E conclude «hai accolto nei tuoi teatri i più importanti artisti e attori italiani. Caro Aldo, Palermo ti deve molto. Grazie Aldo, grazie dal profondo del cuore per tutto ciò che mi hai dato. Mi lego al dolore dei tuoi cari, di tua moglie Bibi che ha spostato non solo l'uomo, ma anche la sua passione, e di tuo figlio. Ma anche al dolore della famiglia del teatro Al Massimo e di tutto il tuo pubblico».
«Palermo si sveglia più povera e più triste - lo ricorda l'europarlamentare Giuseppe Lupo -. Aldo Morgante non è stato solo il direttore del Teatro Al Massimo, ma un uomo che ha dedicato la sua intera vita all'arte, alla cultura e alla bellezza. Mancherà tanto il suo garbo e la sua tenacia. Il mio pensiero va alla sua famiglia e a tutto il mondo dello spettacolo che oggi ne piange la scomparsa. Grazie per tutto quello che hai dato a questa città, Aldo».
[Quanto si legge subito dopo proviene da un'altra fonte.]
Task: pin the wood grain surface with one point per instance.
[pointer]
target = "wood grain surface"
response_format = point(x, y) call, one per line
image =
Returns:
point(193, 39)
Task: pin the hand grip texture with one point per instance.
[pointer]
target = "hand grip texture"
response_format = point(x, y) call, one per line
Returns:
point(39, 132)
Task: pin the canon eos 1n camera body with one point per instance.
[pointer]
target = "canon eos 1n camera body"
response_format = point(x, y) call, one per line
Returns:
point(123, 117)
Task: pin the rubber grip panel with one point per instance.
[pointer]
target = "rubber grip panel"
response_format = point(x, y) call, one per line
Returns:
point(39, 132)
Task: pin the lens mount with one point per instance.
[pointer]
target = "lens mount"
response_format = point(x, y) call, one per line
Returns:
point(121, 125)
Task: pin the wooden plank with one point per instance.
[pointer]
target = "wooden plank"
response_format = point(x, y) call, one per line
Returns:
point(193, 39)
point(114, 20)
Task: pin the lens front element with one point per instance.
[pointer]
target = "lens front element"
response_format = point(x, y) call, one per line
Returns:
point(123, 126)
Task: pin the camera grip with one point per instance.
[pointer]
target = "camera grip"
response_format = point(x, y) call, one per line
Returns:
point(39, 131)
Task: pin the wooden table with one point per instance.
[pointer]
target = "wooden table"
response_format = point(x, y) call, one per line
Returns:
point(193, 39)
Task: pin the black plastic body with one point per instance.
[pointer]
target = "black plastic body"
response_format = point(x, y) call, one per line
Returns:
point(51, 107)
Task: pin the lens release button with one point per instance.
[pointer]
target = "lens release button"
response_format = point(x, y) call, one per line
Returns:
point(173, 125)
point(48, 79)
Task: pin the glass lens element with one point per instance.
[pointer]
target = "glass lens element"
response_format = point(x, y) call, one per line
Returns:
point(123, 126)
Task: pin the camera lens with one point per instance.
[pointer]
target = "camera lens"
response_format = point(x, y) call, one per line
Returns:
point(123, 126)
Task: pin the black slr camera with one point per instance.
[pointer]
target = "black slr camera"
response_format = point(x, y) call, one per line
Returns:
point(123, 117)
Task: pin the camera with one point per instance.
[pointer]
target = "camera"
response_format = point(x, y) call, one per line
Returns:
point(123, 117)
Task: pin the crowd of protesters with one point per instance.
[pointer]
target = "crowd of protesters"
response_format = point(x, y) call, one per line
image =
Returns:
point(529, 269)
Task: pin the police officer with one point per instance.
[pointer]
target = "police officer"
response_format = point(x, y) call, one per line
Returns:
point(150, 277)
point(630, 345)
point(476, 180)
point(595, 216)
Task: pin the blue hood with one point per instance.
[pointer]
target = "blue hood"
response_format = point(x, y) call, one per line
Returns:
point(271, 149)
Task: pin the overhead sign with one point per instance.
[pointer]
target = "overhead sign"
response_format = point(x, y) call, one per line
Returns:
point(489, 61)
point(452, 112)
«Con la scomparsa di Aldo Morgante, Palermo perde una figura centrale della propria storia culturale - lo dichiara il sindaco Roberto Lagalla -. Morgante ha contribuito in modo determinante allo sviluppo dello spettacolo dal vivo in città, trasformando luoghi e idee in occasioni di crescita collettiva. Pur essendo nato ad Agrigento, è stato a tutti gli effetti un palermitano di adozione, profondamente legato a questa città che ha amato e servito per tutta la vita. Alla sua famiglia e a tutta la comunità culturale vanno la mia vicinanza e il cordoglio dell’amministrazione comunale».
«Aldo Morgante è stato un protagonista assoluto della scena culturale palermitana - afferma il vicesindaco e assessore alla Cultura Giampiero Cannella -. La sua visione, il suo coraggio e la sua capacità di fare impresa culturale hanno lasciato un segno indelebile, in particolare con l’esperienza del Teatro Al Massimo. Ha saputo rendere lo spettacolo accessibile, popolare e di qualità, formando pubblico e operatori. Palermo gli deve molto e ne custodirà la memoria».
«La Sicilia perde oggi un grande protagonista della cultura e dello spettacolo - a dirlo il presidente della Regione Siciliana, Renato Schifani -. Aldo Morgante ha lasciato un segno indelebile nella vita artistica del capoluogo e dell'intera regione, dal Palermo Pop che portò in città le leggende della musica mondiale fino alla rinascita del teatro Al Massimo che, sotto la sua direzione, è diventato un presidio culturale. Alla famiglia va il mio più sentito cordoglio, il suo contributo alla cultura dell'Isola non sarà dimenticato».
«Con profondo dolore apprendo la notizia della scomparsa di Aldo Morgante, direttore artistico del Teatro Al Massimo - lo ricorda Francesco Giambrone, presidente AGIS – Associazione Generale Italiana dello Spettacolo -. La sua è stata la storia di un imprenditore della cultura coraggioso e visionario, che anche negli anni più difficili di Palermo ha saputo tenere alta la voce del teatro privato, scommettendo sempre sulla qualità della proposta e mantenendo viva e vitale una comunità di spettatori numerosa e profondamente affezionata al suo teatro.
Ho avuto occasione e il privilegio di conoscere Aldo e ricorderò sempre con affetto ed ammirazione la sua passione instancabile, l’intelligenza artistica e il senso di responsabilità verso il pubblico. Con la sua scomparsa il mondo dello spettacolo perde una figura autentica, capace di coniugare visione, rischio e amore sincero per il teatro.
Alla famiglia, ai collaboratori e a tutta la comunità del Teatro Al Massimo va il mio più sentito cordoglio e un pensiero di sincera vicinanza».